I never received formal education in the subject and I want to learn about it so that I may have a better understanding of the philosophy of our political tradition. I'd appreciate any suggestions on materials to get an introduction to the topic.

  • Eldritch [comrade/them]
    ·
    20 days ago

    https://plato.stanford.edu/

    This ressource carried me through my BA It's like wikipedia for philosophy but made by actual professors, they know all about the nuances and implications of the texts.

    Its almost impossible to "get" most of these authors if you don't have a massive dose of context (which mostly means reading a ton of other texts to understand the ideological context of the philosopher you're reading) and this page helps a lot with it.

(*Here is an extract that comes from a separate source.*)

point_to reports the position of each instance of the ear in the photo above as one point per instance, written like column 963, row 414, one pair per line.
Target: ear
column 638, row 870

    If you want to be linear, start with the presocratics (the poem of Parmenides is a great start as it poses the ontological problem or being/non being that is still around today), then Socrates-Plato-Aristotle, then you got the boring medieval part with Aquinas and Augustine. Then it's Descartes, Kant, Hume, Locke for the modern philosophy period (Idealism/Empiricism) it pretty much ends with Hegel.

    From Kant on there's what we call the Analytic/Continental split and you'll notice that we are heavily slanted towards the analytic tradition here in the anglo-saxon part of the west. Frege, Wittgenstein and Russel would be analytic philosophers whereas Nietzsche, Foucault and Sartre would be on the other side.

    Hope that helps if you got questions lmk.